Freiraumgestaltung Berliner Schloss/Humboldt-Forum

  • Lange Schatten und weite Gräben. Könnten auf der Museumsinsel durch eine „Friedenspolitik“ aller Verantwortlichen in Politik, Kunst, Städtebau und Architektur einseitig fixierte, konträre Positionen überwunden werden, indem der zeitlosen Ästhetik und Kunst des Ortes bedingungslos Vorrang gegeben wird? Das gilt für Politiker, die einseitig und vorrangig historischen, politischen, ideologischen oder „denkmal-schützenden“ Fest­legungen folgen. Es gilt für Architekten, die sich puristisch auf die zeitgemäße Moderne festlegen, es gilt für Architekten, die einseitig konservativ auf Klassik und Rekonstruktionen setzen. Es gilt für Bezirksfürsten, die ihre Macht demonstrieren. Dazu müssten viele über lange Schatten und weite Gräben springen.
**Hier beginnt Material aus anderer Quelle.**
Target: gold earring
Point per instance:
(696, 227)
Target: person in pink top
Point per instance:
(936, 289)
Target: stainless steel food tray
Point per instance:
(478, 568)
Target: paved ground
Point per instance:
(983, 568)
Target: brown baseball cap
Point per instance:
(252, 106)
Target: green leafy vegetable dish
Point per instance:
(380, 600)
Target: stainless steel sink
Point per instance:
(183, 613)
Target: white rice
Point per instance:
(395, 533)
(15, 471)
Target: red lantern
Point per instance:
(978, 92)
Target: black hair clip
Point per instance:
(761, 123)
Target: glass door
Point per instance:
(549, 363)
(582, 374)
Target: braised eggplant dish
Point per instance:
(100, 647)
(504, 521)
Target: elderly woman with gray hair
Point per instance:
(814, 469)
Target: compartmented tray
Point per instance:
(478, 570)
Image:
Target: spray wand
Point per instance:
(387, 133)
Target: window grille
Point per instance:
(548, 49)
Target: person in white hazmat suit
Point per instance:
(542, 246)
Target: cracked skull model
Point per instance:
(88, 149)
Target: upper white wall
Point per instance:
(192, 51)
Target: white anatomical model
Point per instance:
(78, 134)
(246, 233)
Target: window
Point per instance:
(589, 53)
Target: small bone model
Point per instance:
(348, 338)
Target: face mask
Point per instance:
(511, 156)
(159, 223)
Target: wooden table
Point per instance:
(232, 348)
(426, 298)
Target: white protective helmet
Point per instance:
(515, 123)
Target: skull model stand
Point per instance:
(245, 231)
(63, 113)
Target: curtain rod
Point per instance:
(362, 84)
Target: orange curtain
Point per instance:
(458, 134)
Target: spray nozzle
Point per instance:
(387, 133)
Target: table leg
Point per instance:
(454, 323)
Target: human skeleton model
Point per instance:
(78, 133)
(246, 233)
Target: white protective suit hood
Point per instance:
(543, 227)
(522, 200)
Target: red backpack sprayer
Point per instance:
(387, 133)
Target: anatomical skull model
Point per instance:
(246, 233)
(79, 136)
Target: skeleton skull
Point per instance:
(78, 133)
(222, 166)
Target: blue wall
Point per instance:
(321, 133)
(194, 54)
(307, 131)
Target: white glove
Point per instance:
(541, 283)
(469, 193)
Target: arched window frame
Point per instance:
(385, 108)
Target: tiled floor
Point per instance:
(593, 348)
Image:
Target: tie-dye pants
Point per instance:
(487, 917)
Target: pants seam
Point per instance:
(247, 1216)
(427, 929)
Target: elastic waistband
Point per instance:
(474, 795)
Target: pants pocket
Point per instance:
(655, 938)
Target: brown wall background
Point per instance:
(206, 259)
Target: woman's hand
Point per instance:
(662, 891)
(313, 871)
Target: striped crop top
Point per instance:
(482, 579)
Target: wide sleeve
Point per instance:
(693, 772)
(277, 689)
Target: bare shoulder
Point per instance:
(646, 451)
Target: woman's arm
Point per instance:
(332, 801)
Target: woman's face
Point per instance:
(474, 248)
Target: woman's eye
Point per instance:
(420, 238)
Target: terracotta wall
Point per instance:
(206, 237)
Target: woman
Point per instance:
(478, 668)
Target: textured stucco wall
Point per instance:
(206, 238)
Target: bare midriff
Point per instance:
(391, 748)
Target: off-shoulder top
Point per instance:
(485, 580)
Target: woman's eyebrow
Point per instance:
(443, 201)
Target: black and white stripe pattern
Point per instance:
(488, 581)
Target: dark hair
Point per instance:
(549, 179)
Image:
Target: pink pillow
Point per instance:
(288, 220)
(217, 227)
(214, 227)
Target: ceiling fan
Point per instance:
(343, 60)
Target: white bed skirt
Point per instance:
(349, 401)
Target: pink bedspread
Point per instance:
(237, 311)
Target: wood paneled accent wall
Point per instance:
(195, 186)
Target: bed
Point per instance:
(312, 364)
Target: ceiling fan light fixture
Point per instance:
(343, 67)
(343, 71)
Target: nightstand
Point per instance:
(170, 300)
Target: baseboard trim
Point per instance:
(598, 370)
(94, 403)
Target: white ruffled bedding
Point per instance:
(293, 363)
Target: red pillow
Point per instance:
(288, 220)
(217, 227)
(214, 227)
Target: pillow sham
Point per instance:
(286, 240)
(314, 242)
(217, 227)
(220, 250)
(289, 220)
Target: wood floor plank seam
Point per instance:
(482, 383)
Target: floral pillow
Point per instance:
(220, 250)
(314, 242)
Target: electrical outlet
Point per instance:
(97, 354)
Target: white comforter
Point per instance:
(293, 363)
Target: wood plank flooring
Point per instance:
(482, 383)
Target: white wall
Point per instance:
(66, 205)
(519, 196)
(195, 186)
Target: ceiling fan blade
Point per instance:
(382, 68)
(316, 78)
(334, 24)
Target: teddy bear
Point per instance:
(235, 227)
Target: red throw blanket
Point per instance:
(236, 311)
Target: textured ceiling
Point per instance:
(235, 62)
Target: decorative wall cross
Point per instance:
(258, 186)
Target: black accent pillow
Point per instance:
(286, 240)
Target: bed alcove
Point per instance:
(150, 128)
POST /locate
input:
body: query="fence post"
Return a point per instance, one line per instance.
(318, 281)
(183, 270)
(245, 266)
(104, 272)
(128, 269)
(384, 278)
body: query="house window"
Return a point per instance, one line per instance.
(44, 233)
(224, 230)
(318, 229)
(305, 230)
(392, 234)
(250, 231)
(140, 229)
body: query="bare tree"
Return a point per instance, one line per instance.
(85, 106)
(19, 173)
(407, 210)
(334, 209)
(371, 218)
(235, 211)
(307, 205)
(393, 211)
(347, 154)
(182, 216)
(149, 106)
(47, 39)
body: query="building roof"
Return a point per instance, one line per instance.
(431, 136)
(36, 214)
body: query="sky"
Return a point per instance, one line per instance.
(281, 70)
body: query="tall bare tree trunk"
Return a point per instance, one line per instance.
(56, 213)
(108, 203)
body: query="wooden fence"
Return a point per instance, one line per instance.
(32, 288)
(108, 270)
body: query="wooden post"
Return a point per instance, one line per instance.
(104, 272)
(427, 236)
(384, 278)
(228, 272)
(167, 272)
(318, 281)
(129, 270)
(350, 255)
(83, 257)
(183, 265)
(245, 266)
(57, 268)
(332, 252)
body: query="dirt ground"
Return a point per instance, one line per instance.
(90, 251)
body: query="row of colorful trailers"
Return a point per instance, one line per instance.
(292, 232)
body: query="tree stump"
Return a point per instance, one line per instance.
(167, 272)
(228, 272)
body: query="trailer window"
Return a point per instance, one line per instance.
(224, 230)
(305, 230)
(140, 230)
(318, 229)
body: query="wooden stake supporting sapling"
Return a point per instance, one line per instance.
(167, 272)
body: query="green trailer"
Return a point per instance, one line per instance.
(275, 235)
    Preußennostalgie wäre kein Grund gewesen, ein manieristisch-überdekoriertes Bauwerk un­passen­d zur Umgebung zu rekonstruieren. DDR-Nostalgie ist kein Grund, die proportionslose Nachkriegs­leere im Zentrum zu rekultivieren. „Denkmalschutz“ wäre kein Grund, einen blockartig profillosen, quergestellten und kontaminierten Palastbau wieder aufzubauen. „Denkmalschutz“ ist auch kein Argument, die auf die Schlossfassade abgestimmten wirkungsstarken und hochkarätigen Skulpturen weiter an peripherem Standort (Kleistpark) zu verbannen oder auf der überdimensio­nierten, bezugslosen Leerfläche (MEF + RF) festzuhalten.

    Nach fast einhelliger öffentlicher Meinung passt das Humboldt-Forum (HF) in Ästhetik und Position an seinen Platz. Die Museumsfunktion des HF passt auf die von Museen gefüllte Museumsinsel. Die Ostfassade öffnet sich passend zum modernen Fernsehturm.

    Der großzügige Schlossplatz hat gute Chancen. Er hat seine Bewährungsprobe aber noch nicht bestanden: Das gilt für den auf der kahlen, steinigen Südseite fehlenden Begasbrunnen und für die mit Lustgarten und dortigen Kunstwerken korrespondierenden, fehlenden Rossebändiger. Und es gilt für das fremdartige, übergroße, in die Umgebung zerstörend gezwängte Freiheits- und Einheitsdenkmal.


    Vieles ist gelungen, manches noch nachrüstbar. Schatten und Gräben sind nicht unüberwindbar.

  • Bin mal neugierig ob noch irgendeine Erklärtafel oder etwas ähnliches dazukommt.

    Man kann über das Tor denken, was man will. Allerdings wird es bestimmt einen hervorragenden Treffpunkt abgeben, für alle die sich am Humboldtforum verabreden wollen.

  • ^ Dazu ist es mE besser als jede Werbetafel. Es wird schon entsprechende Fragezeichen erzeugen und Neugierde wecken. Das hätte man mit einer braven Reko sämtlicher Außenanlagen nicht erreicht, die nicht so stark auf das Innere des Humboldtforums hätten verweisen können. Ich kann auch sehr gut damit leben.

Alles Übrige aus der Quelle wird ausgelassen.